Dans un monde de services, on trouve davantage de modèle d’affaire freemium : les projets modestes de petite taille avec peu d’intervenants ne paieront pas grand-chose, voire rien du tout, tandis que les plus grosses structures et les gros volumes devront financer le développement et la pérennité du service. Ainsi on facilite l’adoption dans un premier temps des développeurs qui travaillent sur des projets de taille modeste, en espérant que s’ils sont satisfaits du service, ils l’utiliseront aussi sur des projets plus importants au sein de leur entreprise.

C’est donc accessible sur le papier à tout le monde, même si le passage aux dernières technologies est toujours moins simple pour les petites structures, qui ne dédient pas forcément du temps à ce qu’on a longtemps appelé de la recherche et du développement. Ici il serait plus juste d’appeler ça de la formation continue et de la veille technologique, afin de rester à jour dans son domaine.

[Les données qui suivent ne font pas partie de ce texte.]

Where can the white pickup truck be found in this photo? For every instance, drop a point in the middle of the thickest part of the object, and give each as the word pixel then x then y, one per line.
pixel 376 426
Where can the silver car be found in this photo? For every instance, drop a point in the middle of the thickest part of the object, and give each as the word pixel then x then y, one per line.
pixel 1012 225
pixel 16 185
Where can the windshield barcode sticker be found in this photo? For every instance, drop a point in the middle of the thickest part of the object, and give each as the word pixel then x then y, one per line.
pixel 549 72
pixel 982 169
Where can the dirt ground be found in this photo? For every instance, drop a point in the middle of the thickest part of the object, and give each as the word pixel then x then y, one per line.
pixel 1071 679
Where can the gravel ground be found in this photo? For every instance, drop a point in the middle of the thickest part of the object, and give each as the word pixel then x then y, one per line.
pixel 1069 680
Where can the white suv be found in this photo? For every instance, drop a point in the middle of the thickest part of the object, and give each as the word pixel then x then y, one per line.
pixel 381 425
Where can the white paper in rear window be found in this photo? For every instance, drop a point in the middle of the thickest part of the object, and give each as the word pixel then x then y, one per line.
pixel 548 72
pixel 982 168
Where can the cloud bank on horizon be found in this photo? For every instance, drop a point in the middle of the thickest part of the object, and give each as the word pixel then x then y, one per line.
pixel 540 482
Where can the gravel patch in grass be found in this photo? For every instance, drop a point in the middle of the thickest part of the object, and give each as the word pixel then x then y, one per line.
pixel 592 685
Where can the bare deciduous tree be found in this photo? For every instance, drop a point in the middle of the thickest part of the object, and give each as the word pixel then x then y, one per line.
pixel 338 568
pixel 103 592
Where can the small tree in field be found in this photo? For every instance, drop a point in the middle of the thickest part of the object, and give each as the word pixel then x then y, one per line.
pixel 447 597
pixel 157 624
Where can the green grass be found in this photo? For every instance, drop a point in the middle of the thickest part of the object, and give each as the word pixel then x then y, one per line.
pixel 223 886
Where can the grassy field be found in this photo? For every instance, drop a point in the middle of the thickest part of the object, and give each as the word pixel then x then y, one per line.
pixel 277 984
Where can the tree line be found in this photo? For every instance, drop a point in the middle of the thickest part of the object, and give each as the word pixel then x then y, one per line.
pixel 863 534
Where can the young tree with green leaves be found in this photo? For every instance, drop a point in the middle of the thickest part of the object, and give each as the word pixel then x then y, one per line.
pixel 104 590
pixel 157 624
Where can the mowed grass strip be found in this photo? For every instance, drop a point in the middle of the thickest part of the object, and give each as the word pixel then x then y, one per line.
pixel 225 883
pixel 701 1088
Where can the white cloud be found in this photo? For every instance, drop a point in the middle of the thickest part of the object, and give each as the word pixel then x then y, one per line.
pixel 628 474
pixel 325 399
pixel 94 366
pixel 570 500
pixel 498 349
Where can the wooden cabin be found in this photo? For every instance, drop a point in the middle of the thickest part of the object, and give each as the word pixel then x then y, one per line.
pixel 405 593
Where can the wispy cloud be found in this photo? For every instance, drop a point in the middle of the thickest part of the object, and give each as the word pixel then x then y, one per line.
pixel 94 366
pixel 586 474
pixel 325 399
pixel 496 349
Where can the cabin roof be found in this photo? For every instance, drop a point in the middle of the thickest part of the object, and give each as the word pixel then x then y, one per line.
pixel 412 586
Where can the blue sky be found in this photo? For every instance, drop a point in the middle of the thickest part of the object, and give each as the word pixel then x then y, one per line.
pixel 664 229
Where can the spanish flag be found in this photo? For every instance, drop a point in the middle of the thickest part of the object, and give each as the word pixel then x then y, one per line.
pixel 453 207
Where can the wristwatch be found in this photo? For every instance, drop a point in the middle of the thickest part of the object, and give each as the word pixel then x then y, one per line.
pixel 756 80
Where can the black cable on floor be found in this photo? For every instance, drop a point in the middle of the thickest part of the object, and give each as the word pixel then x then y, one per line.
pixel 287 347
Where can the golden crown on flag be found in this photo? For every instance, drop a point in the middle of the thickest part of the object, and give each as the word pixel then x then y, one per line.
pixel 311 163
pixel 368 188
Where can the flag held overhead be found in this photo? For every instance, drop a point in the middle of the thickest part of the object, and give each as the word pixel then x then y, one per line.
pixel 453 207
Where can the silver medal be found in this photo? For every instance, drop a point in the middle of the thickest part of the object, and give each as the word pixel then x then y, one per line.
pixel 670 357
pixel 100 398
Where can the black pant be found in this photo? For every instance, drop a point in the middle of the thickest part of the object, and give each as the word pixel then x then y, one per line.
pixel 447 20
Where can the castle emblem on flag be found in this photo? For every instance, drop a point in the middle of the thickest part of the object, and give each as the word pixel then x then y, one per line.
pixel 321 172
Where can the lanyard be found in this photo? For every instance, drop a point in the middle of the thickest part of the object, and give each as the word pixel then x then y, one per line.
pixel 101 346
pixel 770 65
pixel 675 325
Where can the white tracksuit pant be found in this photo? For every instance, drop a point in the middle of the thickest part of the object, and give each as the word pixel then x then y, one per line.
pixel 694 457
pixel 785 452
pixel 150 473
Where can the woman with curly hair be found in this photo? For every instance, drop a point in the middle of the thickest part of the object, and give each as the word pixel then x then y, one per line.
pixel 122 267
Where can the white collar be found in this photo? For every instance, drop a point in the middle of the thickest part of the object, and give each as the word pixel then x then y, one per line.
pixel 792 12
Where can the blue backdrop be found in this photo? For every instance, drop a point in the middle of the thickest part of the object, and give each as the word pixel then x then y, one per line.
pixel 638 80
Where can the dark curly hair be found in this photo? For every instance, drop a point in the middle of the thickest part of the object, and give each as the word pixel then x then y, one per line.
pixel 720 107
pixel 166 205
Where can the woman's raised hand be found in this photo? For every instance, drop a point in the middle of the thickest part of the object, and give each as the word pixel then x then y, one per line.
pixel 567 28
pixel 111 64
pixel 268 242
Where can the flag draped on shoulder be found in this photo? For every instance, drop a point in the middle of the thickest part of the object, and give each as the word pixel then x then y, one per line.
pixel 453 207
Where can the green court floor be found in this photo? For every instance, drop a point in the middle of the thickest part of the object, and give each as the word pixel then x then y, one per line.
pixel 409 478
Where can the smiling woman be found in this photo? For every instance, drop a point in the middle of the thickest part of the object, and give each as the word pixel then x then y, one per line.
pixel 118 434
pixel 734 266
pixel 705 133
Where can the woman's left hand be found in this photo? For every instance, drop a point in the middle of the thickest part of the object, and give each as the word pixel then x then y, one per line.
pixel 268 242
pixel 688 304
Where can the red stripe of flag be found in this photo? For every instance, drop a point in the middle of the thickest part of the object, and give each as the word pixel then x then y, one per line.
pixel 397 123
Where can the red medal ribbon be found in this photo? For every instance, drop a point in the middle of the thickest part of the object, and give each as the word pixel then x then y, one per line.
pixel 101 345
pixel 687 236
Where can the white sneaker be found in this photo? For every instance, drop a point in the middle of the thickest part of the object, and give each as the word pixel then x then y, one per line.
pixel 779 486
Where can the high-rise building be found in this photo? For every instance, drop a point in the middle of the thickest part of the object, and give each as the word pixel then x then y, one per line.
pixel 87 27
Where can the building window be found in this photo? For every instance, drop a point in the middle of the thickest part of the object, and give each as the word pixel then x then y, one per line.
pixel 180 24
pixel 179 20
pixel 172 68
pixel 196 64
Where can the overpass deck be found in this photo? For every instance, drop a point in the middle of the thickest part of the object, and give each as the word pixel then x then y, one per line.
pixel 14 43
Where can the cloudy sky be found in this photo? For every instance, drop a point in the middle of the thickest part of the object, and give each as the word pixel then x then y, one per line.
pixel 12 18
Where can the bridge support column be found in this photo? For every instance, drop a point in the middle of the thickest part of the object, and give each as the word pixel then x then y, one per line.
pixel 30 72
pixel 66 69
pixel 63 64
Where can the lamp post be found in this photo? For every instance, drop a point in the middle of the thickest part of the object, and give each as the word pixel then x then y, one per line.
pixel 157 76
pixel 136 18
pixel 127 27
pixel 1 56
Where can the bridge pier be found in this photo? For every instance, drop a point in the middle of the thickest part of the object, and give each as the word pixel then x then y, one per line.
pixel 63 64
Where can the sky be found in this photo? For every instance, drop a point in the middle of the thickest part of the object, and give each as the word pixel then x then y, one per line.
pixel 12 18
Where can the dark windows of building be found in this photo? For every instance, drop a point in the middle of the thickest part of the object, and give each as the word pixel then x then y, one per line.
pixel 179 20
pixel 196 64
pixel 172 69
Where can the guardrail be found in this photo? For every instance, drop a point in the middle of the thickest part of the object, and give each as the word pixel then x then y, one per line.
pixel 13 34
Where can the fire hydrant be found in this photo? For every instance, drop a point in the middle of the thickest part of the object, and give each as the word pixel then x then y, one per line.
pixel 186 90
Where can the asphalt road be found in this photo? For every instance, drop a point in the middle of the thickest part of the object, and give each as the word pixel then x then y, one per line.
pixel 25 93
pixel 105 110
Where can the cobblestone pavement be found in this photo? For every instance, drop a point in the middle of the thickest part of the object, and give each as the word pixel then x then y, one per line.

C’est une aubaine pour les entreprises dont le cœur de métier n’est pas forcément le numérique et qui ont accumulé de la dette technique. Elles peuvent en profiter pour rattraper leur retard en se reposant au moins en partie sur des services tiers (contenus, authentification, paiement, recherche, etc.) et ainsi en rembourser une partie tout en minimisant le coût de fonctionnement et de maintenance de leur propre infrastructure. Pour ces structures, il serait à minima intéressant de procéder à un état des lieux et de comparer les solutions. C’est en réalisant des tests que Smashing Magazine a pu constater les gains et a décidé de migrer.

Ce dont la société Netlify fait la promotion sous l’acronyme JAMstack, à savoir des architectures découplées et décentralisées, peut profiter également aux petites structures, qui n’auront quasi rien à débourser en maintenance et en hébergement, tout en améliorant leur qualité de service. Elles pourront ainsi investir davantage dans une conception centrée utilisateur — la vraie, celle qui va se confronter au réel, pas celle qui se résume à adopter le même look-and-feel que le voisin.

Dans un paysage en constant mouvement, il est parfois difficile de s’y retrouver, la multiplication des technologies, l’abondance de l’offre, la diversité de niveaux d’expériences dans la profession, la difficulté de se projeter ne serait-ce qu’à moyen terme, autant de facteurs qui font que l’on va souvent préférer attendre une adoption et une maturité suffisante avant de songer à franchir à son tour le pas.

Le fait que les entreprises innovantes soient les premières à adopter ces technologies est somme toute logique, toutefois cela devrait mettre la puce à l’oreille des développeurs web et de leurs clients : les choses bougent, et en 2018 avec tout ce qui s’est passé depuis 5 ans, on peut affirmer avec certitude qu’il n’y a pas que WordPress, Joomla ou Drupal qui permettent de développer des sites web. Mieux, les alternatives présentent de sacrés avantages.

Vu les performances affichées et ses impacts positifs, la concurrence va faire qu’il va falloir considérer tous les leviers disponibles pour améliorer la qualité de ses services numériques.

Les architectures découplées en font clairement partie, et devraient continuer à voir leur adoption progresser dans les années qui viennent.